A manutenção do teto de gastos repercute diretamente na dívida pública – por isso, o compromisso do governo em brecar o movimento fura-teto e manter essa meta é tão relevante. Matheus Rosa Ribeiro, pesquisador do Ibre/FGV, ressalta que o teto é a grande âncora fiscal do país, que registra déficits primários no governo central desde 2014 e precisa assumir um comprometimento com a busca do ajuste fiscal pela contenção das despesas.
“Assim, uma condução da situação atual que não mantenha o comprometimento com a responsabilidade fiscal poderia trazer maiores juros e dificuldades para rolagem e sustentabilidade da dívida”, aponta.

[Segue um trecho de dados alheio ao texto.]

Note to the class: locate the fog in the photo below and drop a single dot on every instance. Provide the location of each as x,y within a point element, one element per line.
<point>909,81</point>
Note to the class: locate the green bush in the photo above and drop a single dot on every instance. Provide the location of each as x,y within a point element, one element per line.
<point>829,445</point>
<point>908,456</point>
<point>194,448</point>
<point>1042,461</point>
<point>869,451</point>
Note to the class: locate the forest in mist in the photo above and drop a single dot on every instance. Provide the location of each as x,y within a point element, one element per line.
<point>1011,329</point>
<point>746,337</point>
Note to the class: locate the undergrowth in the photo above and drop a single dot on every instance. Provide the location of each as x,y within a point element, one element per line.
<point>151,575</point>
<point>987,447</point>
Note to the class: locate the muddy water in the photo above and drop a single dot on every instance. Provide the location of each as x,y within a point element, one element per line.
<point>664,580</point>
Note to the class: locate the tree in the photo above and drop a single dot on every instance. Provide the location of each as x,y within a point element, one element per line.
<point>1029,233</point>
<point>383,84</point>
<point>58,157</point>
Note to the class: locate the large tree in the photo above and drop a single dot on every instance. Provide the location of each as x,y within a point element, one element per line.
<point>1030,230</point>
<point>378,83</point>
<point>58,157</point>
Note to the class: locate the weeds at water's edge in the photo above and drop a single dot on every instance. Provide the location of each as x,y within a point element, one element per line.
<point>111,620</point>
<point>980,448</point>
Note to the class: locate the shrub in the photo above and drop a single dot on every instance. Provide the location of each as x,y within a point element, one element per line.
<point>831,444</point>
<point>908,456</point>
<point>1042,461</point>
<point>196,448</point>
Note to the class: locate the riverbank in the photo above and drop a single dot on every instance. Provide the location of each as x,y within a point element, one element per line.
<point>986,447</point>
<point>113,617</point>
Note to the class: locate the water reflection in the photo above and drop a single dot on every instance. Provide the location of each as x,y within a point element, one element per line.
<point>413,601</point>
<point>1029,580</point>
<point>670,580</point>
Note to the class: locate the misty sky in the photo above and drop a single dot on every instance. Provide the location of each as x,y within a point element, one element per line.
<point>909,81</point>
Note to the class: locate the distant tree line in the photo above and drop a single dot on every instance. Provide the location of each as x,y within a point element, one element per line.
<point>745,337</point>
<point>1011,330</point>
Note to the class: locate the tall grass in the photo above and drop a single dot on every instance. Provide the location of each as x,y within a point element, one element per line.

Fábio Klein, da Tendências Consultoria, lembra que antes mesmo dessa discussão do movimento para furar ou flexibilizar o teto, já havia projeções que indicavam que parte dos gastos de combate à pandemia contaminariam anos à frente de 2021. E isso poderia acontecer em maior ou menor grau: a depender do montante de rescaldos a serem pagos nos anos seguintes, nem as reformas focadas em controle de gastos e contingenciamentos dariam conta do rompimento que seria imposto ao teto.
O problema desse afrouxamento fiscal, que faria o teto desabar, é que forçaria uma piora tão grande do déficit da dívida pública que seria preciso adotar medidas para contorná-la que envolveriam aumento da carga tributária.
O analista aponta que, em cinco meses, o auxílio emergencial já consumiu R$ 250 bilhões. E o sucesso da medida gera a intenção de capitalizá-lo politicamente com a expansão de programas de assistência social. Ainda que haja um remanejamento e junção de programas, Klein aponta que é improvável fazer um novo programa de renda básica sem implicar aumento de gastos.
Outro ponto é o tamanho do rombo das contas públicas neste ano, que deve ficar perto dos R$ 900 bilhões. Esse buraco “engole” toda a projeção de economia obtida com a reforma da Previdência para um período de dez anos – os valores variavam entre R$ 650 bilhões, como o calculado pela Tendências, e R$ 800 bilhões, estimado pelo governo.
“O déficit pode ficar desse tamanho ou maior, mas qualquer coisa que respingue para os anos à frente – de R$ 10 bilhões a R$ 60 bilhões por ano – é muita coisa, porque o teto não acomoda isso. Os riscos são muito elevados e é por isso que esse momento favorável de Selic e inflação baixas, reduzindo a pressão no serviço da dívida, é temporário”, pondera.